Un día desembarcaron en un país africano tres misioneros: un cura, un pastor protestante y su esposa y pidieron entrevistarse con el rey. Le hicieron numerosos regalos y le pidieron un solar para levantar sus templos.
Yo quisiera construir una iglesia, una escuela y un dispensario para tu gente, explicó el sacerdote.
Yo quisiera hacer lo mismo, dijo el pastor.
¿Cuántas mujeres e hijos tienes? Le preguntó el rey al cura.
Para mejor servir a todos los hombres, yo he elegido el celibato. Yo soy el padre de todos, el guía de todas las familias.
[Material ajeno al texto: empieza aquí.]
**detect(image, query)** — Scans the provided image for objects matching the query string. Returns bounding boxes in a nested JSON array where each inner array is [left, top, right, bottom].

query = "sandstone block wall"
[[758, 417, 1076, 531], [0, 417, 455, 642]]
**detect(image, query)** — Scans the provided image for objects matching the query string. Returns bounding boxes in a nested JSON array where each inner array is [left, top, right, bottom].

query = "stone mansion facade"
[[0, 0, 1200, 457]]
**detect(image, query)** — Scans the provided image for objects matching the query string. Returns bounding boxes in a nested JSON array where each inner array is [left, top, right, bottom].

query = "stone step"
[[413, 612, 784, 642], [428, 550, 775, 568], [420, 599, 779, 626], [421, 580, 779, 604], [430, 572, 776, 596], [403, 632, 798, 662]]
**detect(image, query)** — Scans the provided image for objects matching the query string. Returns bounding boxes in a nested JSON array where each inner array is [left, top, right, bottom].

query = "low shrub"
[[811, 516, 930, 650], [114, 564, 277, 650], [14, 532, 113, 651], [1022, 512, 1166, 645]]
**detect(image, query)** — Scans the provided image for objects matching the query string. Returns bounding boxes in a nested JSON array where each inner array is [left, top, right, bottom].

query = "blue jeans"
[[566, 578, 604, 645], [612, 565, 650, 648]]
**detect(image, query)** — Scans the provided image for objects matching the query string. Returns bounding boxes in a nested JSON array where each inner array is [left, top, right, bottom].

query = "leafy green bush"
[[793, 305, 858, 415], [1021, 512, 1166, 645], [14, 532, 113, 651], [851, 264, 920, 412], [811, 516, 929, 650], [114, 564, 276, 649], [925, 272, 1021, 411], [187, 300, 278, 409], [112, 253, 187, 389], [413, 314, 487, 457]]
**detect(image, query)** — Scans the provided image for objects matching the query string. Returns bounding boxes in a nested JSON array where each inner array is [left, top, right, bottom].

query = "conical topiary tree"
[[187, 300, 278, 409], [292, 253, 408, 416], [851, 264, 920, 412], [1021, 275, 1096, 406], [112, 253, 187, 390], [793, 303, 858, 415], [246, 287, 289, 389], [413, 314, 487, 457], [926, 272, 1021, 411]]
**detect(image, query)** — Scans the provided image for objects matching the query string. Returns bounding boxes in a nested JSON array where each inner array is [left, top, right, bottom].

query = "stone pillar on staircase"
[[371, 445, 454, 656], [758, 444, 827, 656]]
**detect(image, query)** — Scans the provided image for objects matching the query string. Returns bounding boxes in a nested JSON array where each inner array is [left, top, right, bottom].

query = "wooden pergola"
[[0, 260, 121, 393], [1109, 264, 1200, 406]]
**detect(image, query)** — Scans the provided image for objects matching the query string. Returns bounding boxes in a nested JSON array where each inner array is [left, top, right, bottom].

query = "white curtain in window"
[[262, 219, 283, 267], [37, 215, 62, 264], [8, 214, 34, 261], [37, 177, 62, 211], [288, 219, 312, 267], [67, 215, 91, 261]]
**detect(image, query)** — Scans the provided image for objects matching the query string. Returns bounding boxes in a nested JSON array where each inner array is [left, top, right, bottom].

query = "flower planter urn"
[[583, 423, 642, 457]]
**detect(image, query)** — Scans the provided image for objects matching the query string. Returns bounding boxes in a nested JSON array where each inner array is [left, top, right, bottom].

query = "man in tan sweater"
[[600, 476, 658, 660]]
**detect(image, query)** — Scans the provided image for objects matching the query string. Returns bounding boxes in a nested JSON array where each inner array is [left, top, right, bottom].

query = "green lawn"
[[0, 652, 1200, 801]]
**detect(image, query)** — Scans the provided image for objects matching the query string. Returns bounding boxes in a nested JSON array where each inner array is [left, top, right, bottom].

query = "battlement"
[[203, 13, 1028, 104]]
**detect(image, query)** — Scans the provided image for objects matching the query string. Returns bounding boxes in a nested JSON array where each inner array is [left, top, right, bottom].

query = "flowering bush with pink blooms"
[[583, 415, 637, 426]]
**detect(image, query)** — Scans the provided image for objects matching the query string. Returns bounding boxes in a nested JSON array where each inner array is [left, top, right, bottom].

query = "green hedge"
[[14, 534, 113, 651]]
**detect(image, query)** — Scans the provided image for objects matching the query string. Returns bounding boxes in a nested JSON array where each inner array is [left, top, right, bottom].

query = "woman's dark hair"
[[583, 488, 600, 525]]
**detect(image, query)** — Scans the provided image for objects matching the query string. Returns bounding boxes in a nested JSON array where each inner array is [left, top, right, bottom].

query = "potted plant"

¿Si te imitáramos que sería de la raza humana? ¿De quién serías padre y de que familia serías guía?
El que no puede fundar una familia no sabría ocuparse de la sociedad. Entre nosotros, concluyó el rey, no hay más riquezas que las humanas.
Y dirigiéndose al pastor:
¿Eres tú como tu compañero?
Yo estoy casado y tengo numerosos hijos. Le presento a la madre de mis hijos.
Nosotros nos comprenderemos mejor. La mayor riqueza para nosotros es el ser humano y vivimos sólo para perpetuar la familia y la raza.